Wolfgang Schäuble, por seu lado, o ministro das Finanças alemão, Wolfgang Schäuble, que participava numa conferência do banco central alemão em Frankfurt, clarificou a posição alemã, declarando que "os tratados europeus excluem um perdão de dívida", mas que o Governo alemão está pronto "a discutir o espaço para uma reestruturação da dívida". Acrescentou, no entanto, que "a margem para uma reestruturação da dívida grega é muito pequena".

Do lado da outra grande potência da zona euro, a França, a abertura para um entendimento deste tipo deve ser ainda maior. A participação das autoridades francesas no esforço de obtenção de um acordo até domingo tem sido muito notada.
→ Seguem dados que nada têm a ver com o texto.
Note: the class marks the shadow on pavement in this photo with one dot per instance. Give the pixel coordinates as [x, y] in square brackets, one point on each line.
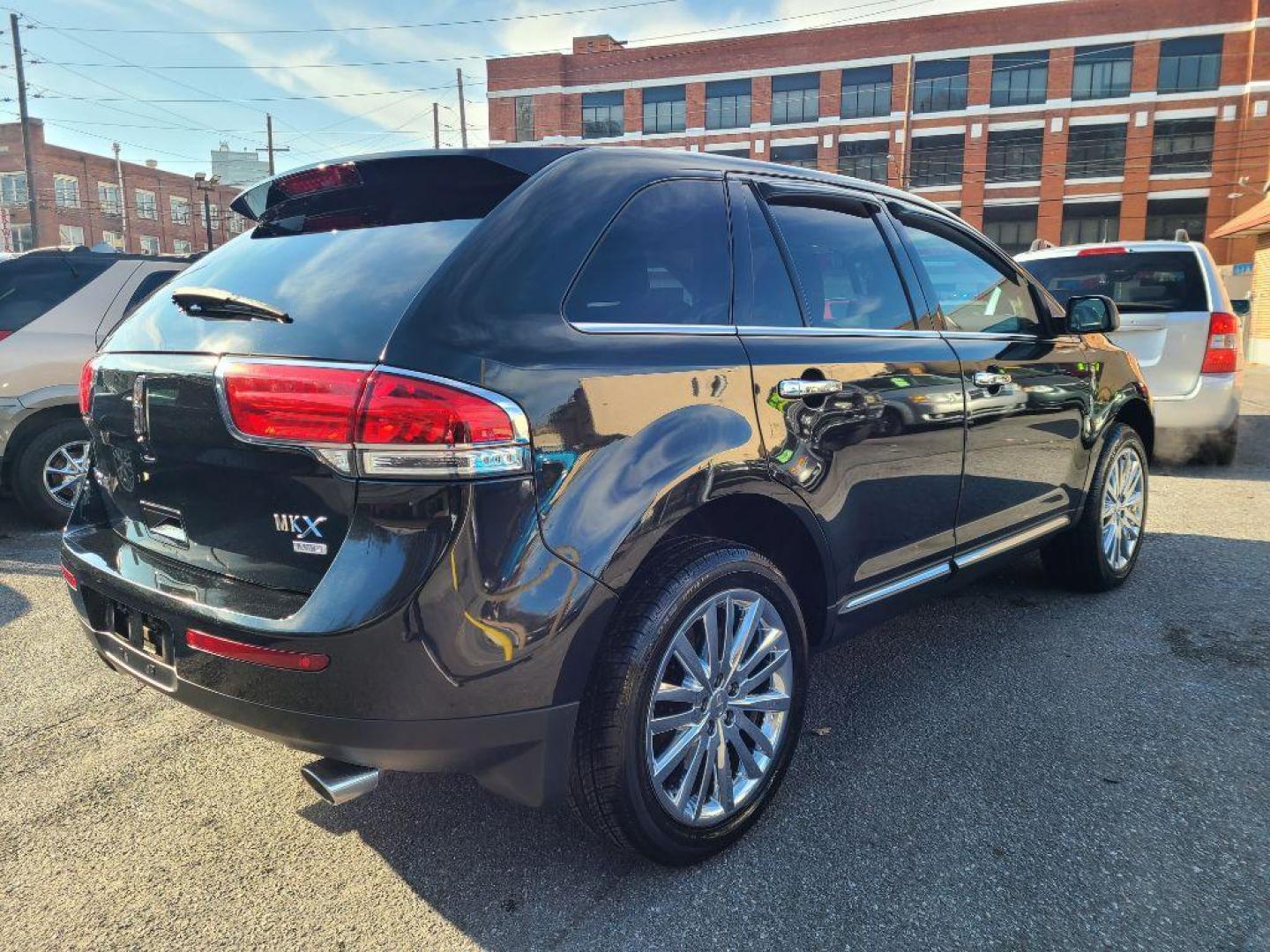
[996, 762]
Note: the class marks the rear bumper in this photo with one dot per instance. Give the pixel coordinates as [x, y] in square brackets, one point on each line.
[1212, 406]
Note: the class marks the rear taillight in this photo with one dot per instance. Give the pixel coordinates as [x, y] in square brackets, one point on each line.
[1222, 354]
[395, 424]
[256, 654]
[86, 374]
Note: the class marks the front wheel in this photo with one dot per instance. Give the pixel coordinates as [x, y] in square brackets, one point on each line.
[1099, 553]
[693, 711]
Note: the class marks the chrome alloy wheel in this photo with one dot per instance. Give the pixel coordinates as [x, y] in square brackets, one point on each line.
[719, 712]
[65, 471]
[1124, 496]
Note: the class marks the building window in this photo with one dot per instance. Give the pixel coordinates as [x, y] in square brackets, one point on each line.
[865, 159]
[938, 160]
[940, 86]
[1165, 216]
[146, 206]
[524, 108]
[1096, 152]
[866, 92]
[65, 190]
[108, 198]
[1011, 227]
[796, 98]
[1088, 222]
[70, 235]
[13, 188]
[1013, 155]
[728, 104]
[1102, 71]
[1020, 79]
[666, 109]
[1191, 63]
[802, 156]
[602, 115]
[1181, 146]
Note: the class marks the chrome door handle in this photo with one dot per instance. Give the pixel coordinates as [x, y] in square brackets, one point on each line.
[796, 389]
[986, 378]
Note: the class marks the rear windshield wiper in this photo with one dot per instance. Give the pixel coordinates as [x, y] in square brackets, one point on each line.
[224, 305]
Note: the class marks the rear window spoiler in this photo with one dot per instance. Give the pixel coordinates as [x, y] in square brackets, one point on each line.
[394, 188]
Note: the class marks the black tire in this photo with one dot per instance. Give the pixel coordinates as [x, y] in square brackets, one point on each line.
[611, 787]
[28, 473]
[1074, 557]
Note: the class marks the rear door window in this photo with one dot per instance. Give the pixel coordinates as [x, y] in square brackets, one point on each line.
[1137, 280]
[975, 290]
[843, 265]
[664, 259]
[34, 285]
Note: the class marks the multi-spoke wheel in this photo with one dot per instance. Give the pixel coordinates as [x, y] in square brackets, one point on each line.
[1102, 548]
[695, 709]
[51, 471]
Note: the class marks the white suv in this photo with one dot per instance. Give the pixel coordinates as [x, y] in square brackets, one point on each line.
[1177, 320]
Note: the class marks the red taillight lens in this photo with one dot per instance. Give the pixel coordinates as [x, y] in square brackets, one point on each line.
[86, 374]
[292, 403]
[324, 178]
[409, 412]
[1222, 354]
[254, 654]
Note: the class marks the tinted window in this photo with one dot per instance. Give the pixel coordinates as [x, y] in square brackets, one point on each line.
[1137, 280]
[663, 260]
[31, 286]
[843, 267]
[764, 294]
[147, 286]
[975, 290]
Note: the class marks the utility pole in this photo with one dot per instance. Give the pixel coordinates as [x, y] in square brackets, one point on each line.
[123, 201]
[26, 127]
[462, 109]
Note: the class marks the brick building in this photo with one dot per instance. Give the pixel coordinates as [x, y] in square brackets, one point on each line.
[79, 201]
[1073, 122]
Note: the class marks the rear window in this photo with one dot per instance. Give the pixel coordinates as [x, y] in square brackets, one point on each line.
[34, 285]
[1137, 280]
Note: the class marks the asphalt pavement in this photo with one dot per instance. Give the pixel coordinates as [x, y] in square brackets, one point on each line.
[1010, 768]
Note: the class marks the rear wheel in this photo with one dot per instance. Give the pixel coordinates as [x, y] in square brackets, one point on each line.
[1099, 553]
[51, 471]
[693, 711]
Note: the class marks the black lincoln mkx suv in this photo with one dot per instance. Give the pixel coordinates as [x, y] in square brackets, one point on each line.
[550, 465]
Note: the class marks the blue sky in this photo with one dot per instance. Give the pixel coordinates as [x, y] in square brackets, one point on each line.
[335, 81]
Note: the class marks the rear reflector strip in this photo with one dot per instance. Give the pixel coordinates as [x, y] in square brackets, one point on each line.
[254, 654]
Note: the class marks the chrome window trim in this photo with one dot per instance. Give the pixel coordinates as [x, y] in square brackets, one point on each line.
[1005, 545]
[894, 588]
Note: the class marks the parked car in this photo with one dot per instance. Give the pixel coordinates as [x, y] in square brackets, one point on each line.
[441, 467]
[1177, 320]
[56, 306]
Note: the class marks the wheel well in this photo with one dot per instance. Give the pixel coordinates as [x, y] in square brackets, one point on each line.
[770, 527]
[1137, 415]
[26, 430]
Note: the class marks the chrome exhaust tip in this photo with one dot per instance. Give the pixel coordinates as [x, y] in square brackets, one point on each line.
[338, 782]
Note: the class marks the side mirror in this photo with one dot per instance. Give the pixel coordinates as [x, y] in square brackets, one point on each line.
[1093, 314]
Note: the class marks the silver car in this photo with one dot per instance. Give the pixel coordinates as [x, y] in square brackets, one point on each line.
[1177, 320]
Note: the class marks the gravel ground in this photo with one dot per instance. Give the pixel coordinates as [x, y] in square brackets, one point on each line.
[1012, 768]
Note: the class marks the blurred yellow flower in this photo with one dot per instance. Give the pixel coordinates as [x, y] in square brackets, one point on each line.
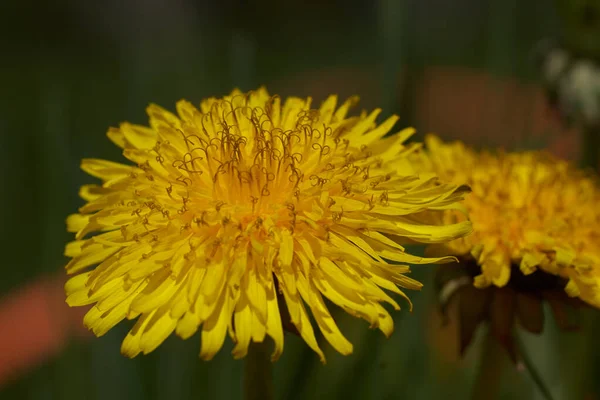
[529, 211]
[242, 207]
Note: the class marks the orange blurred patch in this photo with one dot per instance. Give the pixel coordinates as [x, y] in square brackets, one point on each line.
[35, 324]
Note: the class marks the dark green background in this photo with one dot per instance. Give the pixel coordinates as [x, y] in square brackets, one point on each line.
[70, 69]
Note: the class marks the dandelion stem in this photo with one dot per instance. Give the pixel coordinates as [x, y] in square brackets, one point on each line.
[487, 383]
[258, 376]
[533, 372]
[590, 147]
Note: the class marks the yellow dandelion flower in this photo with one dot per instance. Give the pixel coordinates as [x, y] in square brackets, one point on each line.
[244, 206]
[528, 209]
[535, 238]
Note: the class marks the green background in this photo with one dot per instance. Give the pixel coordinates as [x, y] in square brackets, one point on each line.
[71, 69]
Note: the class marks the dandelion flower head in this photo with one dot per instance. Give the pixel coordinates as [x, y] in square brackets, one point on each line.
[529, 210]
[244, 206]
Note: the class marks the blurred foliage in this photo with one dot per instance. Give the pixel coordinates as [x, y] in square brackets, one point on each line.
[70, 69]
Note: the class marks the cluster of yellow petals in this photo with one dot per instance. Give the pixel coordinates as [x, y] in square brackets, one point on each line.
[528, 209]
[246, 205]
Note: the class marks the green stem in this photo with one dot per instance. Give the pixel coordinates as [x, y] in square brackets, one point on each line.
[491, 366]
[533, 372]
[258, 375]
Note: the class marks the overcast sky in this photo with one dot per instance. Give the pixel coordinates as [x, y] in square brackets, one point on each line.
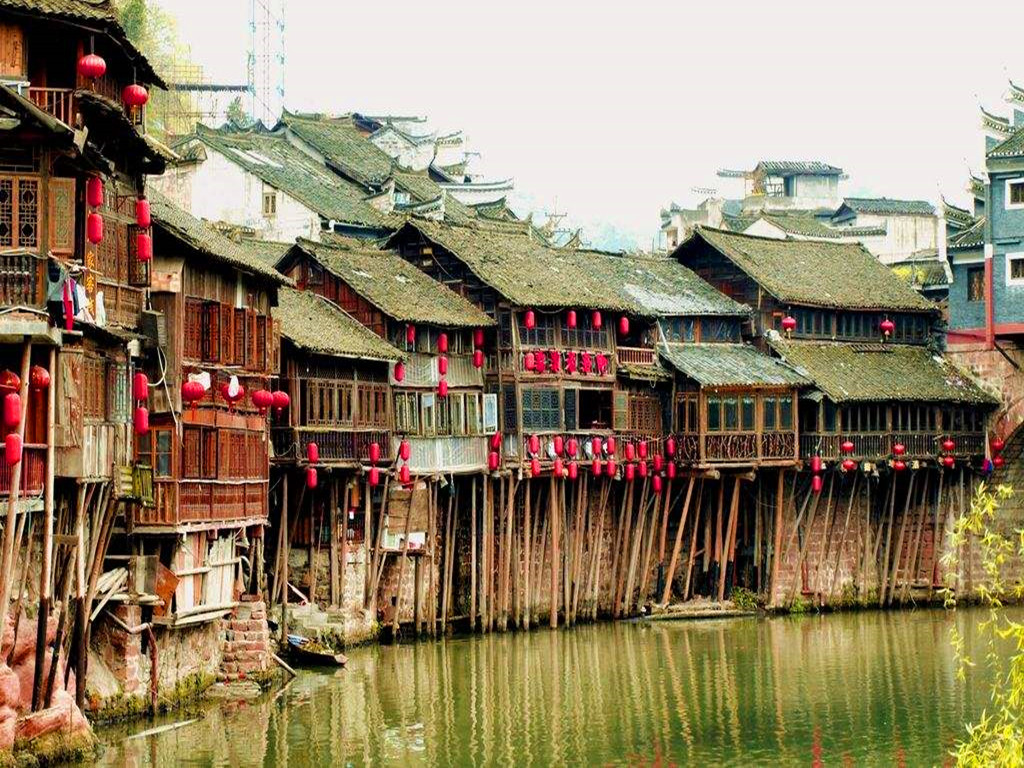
[614, 109]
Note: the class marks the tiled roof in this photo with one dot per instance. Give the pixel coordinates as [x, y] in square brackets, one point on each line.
[881, 372]
[395, 287]
[530, 273]
[203, 238]
[889, 206]
[729, 365]
[273, 159]
[813, 272]
[313, 324]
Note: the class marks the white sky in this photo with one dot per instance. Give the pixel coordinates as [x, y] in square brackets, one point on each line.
[615, 109]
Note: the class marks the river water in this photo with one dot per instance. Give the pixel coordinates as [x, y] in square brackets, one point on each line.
[860, 688]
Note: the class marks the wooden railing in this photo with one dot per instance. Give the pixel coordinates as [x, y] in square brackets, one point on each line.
[22, 278]
[875, 445]
[57, 101]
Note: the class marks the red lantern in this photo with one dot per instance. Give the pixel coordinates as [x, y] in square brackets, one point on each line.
[39, 378]
[281, 400]
[135, 95]
[94, 192]
[140, 386]
[12, 410]
[262, 399]
[141, 420]
[143, 217]
[12, 449]
[143, 246]
[94, 228]
[91, 67]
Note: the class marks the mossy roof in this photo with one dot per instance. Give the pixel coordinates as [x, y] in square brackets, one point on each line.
[530, 273]
[315, 325]
[729, 365]
[851, 373]
[205, 239]
[395, 287]
[812, 272]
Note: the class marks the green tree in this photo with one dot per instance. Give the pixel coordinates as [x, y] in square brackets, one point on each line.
[997, 737]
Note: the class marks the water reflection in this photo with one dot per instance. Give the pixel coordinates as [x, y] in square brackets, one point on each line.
[864, 688]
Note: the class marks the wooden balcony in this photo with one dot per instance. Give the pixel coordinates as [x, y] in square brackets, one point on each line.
[878, 445]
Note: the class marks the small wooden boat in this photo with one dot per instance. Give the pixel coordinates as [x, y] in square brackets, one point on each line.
[306, 651]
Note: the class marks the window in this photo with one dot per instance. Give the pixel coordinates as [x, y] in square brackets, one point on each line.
[976, 284]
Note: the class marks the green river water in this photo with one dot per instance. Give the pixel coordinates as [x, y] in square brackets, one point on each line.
[860, 688]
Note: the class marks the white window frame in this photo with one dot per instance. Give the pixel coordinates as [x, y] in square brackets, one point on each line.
[1010, 182]
[1010, 257]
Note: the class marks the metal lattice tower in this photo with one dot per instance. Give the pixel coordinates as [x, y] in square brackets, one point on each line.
[266, 59]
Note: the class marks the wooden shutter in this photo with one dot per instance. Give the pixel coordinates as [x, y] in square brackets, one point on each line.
[61, 216]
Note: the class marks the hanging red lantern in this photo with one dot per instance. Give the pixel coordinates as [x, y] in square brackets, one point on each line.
[94, 228]
[91, 67]
[12, 449]
[140, 386]
[12, 410]
[143, 246]
[94, 192]
[262, 399]
[143, 216]
[141, 420]
[135, 95]
[39, 378]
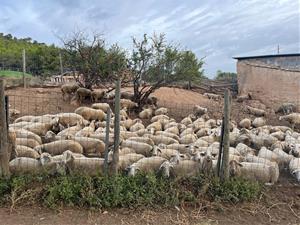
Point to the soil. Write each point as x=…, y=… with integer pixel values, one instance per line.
x=280, y=204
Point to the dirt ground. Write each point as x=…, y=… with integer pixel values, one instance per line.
x=279, y=205
x=39, y=101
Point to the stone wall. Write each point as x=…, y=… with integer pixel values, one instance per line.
x=272, y=85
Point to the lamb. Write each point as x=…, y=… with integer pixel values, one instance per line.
x=22, y=133
x=127, y=95
x=41, y=128
x=284, y=158
x=186, y=168
x=186, y=121
x=155, y=126
x=82, y=93
x=161, y=111
x=24, y=151
x=167, y=134
x=294, y=167
x=199, y=111
x=21, y=165
x=91, y=114
x=137, y=126
x=126, y=103
x=146, y=113
x=293, y=119
x=68, y=89
x=58, y=147
x=267, y=154
x=90, y=145
x=126, y=160
x=147, y=165
x=139, y=147
x=212, y=96
x=259, y=122
x=24, y=119
x=97, y=95
x=254, y=171
x=103, y=106
x=286, y=108
x=245, y=123
x=158, y=139
x=188, y=139
x=70, y=119
x=31, y=143
x=88, y=166
x=255, y=111
x=147, y=140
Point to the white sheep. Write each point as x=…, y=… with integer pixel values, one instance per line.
x=146, y=165
x=90, y=113
x=24, y=151
x=31, y=143
x=199, y=111
x=90, y=145
x=103, y=106
x=58, y=147
x=294, y=167
x=254, y=171
x=88, y=166
x=139, y=147
x=161, y=111
x=293, y=119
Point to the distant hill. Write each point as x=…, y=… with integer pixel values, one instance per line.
x=41, y=59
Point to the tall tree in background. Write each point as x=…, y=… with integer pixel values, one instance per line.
x=89, y=57
x=155, y=63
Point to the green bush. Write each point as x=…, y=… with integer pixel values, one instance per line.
x=234, y=190
x=122, y=191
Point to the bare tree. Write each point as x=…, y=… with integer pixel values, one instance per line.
x=155, y=63
x=88, y=57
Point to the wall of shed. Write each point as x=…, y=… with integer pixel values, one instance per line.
x=272, y=86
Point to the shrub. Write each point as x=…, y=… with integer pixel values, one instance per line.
x=122, y=191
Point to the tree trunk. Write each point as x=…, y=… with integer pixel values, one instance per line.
x=4, y=157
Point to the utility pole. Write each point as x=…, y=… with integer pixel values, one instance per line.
x=61, y=66
x=24, y=67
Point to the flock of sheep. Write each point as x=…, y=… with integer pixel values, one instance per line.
x=153, y=142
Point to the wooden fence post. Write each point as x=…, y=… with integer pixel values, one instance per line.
x=224, y=175
x=24, y=67
x=115, y=161
x=106, y=141
x=4, y=159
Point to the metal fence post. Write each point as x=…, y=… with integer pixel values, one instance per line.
x=24, y=67
x=225, y=156
x=4, y=160
x=115, y=161
x=107, y=141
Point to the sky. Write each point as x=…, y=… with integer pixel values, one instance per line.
x=215, y=30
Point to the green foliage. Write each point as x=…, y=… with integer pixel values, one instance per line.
x=122, y=191
x=225, y=75
x=92, y=58
x=13, y=74
x=234, y=190
x=41, y=59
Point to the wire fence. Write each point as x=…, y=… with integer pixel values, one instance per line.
x=173, y=140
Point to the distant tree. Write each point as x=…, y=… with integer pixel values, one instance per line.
x=225, y=75
x=155, y=63
x=89, y=56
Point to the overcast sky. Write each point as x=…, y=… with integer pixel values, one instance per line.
x=215, y=29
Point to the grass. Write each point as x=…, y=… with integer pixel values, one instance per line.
x=121, y=191
x=13, y=74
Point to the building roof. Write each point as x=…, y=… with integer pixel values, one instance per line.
x=267, y=56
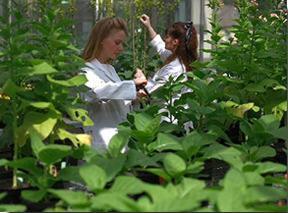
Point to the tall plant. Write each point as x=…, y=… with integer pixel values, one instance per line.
x=255, y=55
x=39, y=88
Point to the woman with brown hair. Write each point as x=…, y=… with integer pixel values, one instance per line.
x=178, y=51
x=108, y=96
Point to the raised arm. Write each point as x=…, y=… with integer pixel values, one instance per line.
x=146, y=22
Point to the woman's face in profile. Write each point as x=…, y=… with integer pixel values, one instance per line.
x=171, y=43
x=112, y=45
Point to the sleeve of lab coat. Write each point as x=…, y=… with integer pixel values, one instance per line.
x=158, y=44
x=101, y=90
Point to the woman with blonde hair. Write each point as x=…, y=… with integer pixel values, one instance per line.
x=108, y=96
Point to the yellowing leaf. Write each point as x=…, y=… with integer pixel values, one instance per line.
x=84, y=139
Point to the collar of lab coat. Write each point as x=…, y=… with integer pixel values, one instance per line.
x=104, y=70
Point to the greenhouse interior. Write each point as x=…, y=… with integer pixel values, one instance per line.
x=143, y=106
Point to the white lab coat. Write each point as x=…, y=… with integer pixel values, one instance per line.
x=107, y=99
x=175, y=68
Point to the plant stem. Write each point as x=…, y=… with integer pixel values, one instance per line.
x=15, y=154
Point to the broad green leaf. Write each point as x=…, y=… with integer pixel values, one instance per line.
x=72, y=82
x=165, y=142
x=70, y=173
x=230, y=199
x=42, y=69
x=42, y=123
x=118, y=143
x=3, y=162
x=42, y=105
x=80, y=115
x=76, y=139
x=229, y=155
x=10, y=88
x=12, y=208
x=281, y=133
x=253, y=178
x=174, y=164
x=36, y=142
x=27, y=164
x=263, y=152
x=194, y=141
x=2, y=195
x=33, y=195
x=53, y=153
x=127, y=185
x=94, y=176
x=135, y=158
x=241, y=109
x=111, y=166
x=269, y=122
x=159, y=172
x=146, y=123
x=72, y=198
x=189, y=185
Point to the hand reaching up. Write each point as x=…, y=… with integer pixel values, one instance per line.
x=140, y=78
x=145, y=20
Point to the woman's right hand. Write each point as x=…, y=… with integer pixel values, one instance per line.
x=140, y=78
x=145, y=20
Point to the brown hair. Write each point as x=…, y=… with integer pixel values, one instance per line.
x=100, y=31
x=187, y=49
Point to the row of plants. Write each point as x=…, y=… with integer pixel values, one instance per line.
x=232, y=157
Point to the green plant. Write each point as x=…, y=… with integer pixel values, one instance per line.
x=39, y=88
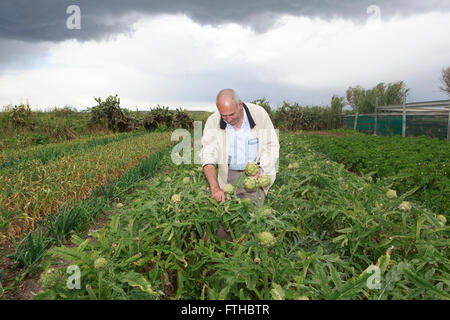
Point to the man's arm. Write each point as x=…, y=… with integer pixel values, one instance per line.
x=210, y=173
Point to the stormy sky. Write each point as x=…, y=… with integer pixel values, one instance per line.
x=181, y=53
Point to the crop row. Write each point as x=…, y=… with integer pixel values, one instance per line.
x=416, y=162
x=30, y=195
x=319, y=231
x=45, y=153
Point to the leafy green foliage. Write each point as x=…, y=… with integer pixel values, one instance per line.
x=416, y=162
x=112, y=115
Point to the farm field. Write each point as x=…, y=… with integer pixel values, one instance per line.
x=319, y=234
x=419, y=162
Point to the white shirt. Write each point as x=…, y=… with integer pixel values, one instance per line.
x=243, y=145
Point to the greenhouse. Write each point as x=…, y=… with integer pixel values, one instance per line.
x=431, y=118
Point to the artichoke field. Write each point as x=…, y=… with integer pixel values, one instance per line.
x=320, y=230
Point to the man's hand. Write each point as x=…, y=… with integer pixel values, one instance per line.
x=218, y=194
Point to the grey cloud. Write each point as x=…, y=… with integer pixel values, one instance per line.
x=44, y=20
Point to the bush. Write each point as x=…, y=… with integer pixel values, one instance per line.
x=20, y=116
x=110, y=114
x=160, y=117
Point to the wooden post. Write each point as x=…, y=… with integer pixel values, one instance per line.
x=404, y=117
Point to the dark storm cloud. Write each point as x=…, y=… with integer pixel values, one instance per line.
x=45, y=20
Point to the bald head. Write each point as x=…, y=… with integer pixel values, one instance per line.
x=230, y=106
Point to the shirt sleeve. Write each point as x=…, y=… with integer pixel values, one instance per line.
x=270, y=148
x=209, y=154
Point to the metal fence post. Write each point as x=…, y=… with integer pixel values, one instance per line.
x=356, y=120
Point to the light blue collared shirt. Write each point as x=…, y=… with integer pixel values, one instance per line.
x=243, y=145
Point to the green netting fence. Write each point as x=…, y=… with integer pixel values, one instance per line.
x=434, y=126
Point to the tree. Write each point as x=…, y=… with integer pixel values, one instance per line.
x=446, y=80
x=364, y=101
x=355, y=96
x=337, y=104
Uma equipa técnica do executivo francês esteve em Atenas esta quinta-feira para ajudar a limar os detalhes da proposta grega.

Para se chegar a um acordo final, ainda há contudo um percurso longo a percorrer, e de forma rápida. Depois de entregue a proposta grega em Bruxelas, as instituições da troika irão avaliá-la e propor alterações. O objectivo de ambas as partes será o de que se chegue a um texto comum até às 14h de Bruxelas (13h em Lisboa) no sábado, a hora agendada para o início da reunião extraordinária do Eurogrupo.

No encontro dos ministros das Finanças da zona euro, os Governos terão a oportunidade de mostrar a sua opinião sobre um eventual acordo, que será depois exposta na cimeira de líderes da zona euro que está marcada para o próximo domingo às 16h de Bruxelas (15h em Lisboa). Duas horas depois, inicia-se um conselho europeu extraordinário com todos os líderes da União Europeia.


Embora esses encontros sejam vistos como a última oportunidade da Grécia para evitar uma saída da Grécia do euro, o processo não fica ainda concluído aí. Em diversos países, qualquer eventual acordo para a concessão de um novo empréstimo a três anos à Grécia tem de passar pelos respectivos parlamentos. Dada a urgência da situação financeira grega, essas deliberações parlamentares terão de ser feitas nos primeiros dias da próxima semana. Alemanha, Finlândia e países bálticos são aqueles em que se prevê possa haver mais obstáculos à aprovação do resgate.